Watch For In-Store Lighting Tricks When Purchasing Electronics

The next time you’re in the market for an HDTV, be aware of the store’s lighting levels. Why? According to tech web site HDGuru, store lighting levels are purposefully tweaked to confuse consumers.

Photo by William Hook.

How exactly do stores trick customers into purchasing an HDTV they might not otherwise buy? By cranking up the lighting levels as much as 50 times typical home lighting conditions. According to HDGuru, "these intense levels can make the best displays with the blackest black levels and highest contrast levels look inferior to cheaper, lower performance displays." As a result, customers may purchase cheaper sets that aren't as good as advertised because they're basing their decisions on brightness levels.

To work around the potentially deceptive lighting, HDGuru offers the following tip:

Cup your hands forming a tunnel with your thumbs and index fingers making the front opening. Place the pinky side of your cupped hands against the TV screen and place your eye against the front opening. You will need to find or black area of the picture, if you're lucky, black bars will be present at the top and bottom of the screen on a letterboxed demo material. This will give you an idea of just how light the blacks are on different displays.

Check out the full link for all the details, then browse our post on how to avoid bait and switch scams when purchasing your digital camera.

How Retailers Use Lighting to Confuse HDTV Buyers [HDGuru via Gizmodo]


  • Haha…

    “Excuse me sir, what are you doing?”

    *Customer takes hands away from face and HDTV*

    “Oh, just trying to see through this window… But it’s pitch black on the other side! What’s in there..?”

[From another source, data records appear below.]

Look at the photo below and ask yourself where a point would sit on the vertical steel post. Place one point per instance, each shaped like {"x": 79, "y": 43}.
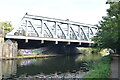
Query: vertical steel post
{"x": 68, "y": 31}
{"x": 79, "y": 32}
{"x": 55, "y": 29}
{"x": 26, "y": 34}
{"x": 42, "y": 28}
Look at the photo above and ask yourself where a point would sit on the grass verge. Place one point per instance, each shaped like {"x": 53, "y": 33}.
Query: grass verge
{"x": 100, "y": 69}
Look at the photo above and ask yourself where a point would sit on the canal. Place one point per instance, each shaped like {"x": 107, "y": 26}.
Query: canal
{"x": 45, "y": 66}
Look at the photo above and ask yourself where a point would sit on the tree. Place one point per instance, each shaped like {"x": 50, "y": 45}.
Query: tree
{"x": 7, "y": 27}
{"x": 109, "y": 29}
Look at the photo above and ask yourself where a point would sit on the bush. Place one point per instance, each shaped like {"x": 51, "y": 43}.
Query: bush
{"x": 19, "y": 53}
{"x": 101, "y": 69}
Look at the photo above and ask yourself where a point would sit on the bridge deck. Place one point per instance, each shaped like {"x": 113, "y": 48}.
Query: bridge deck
{"x": 47, "y": 39}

    • the margins on a cheaper brand can be higher, and particularly if the make or model is not widely available elsewhere, it’s far easier to sell it at an inflated price.
      ie. when every store sells (Sony/Samsung/Panasonic/LG/etc) it’s hard to compete on price as many customers will shop around for the best deal, however, on a cheaper rebadged, ‘house brand’ TV (eg. RankArena/DSE/LCD/XMS/Hisense/Conwa/Pyrod/Baumann Meyer/Reality/Viewpia/Schaub Lorenz/etc) with bottom-grade components, there is no direct competition on pricing and the retailer makes much more profit.

      • Actually… in percentage terms, branded items have lower margins. Lesser known brands have higher margins. But branded items have higher market share. Take an example. Well known brands will have a profit of about 25%, and account for 80% of sales. The lesser known brand will have a profit of 50% or more, but account for 20% of sales.

      • First off, margins are rarely near 25%, let alone 50%, you’re fooling yourself if that’s what you believe.

        Secondly, if this does happen in your local store of a large chain, there’s a good chance that they don’t know either. Stores are set up by teams that fly around the country, and designed by head office. So don’t go giving your salesperson flak claiming that “You get extra bright lights so you can rip me off”, you’ll only make yourself look like an idiot and will get the salesperson off-side (possibly meaning no discounts).

        Don’t assume stores are out there to trick you, most of the time they focus on customer service, not the margin in every sale. In the end, you get what you pay for.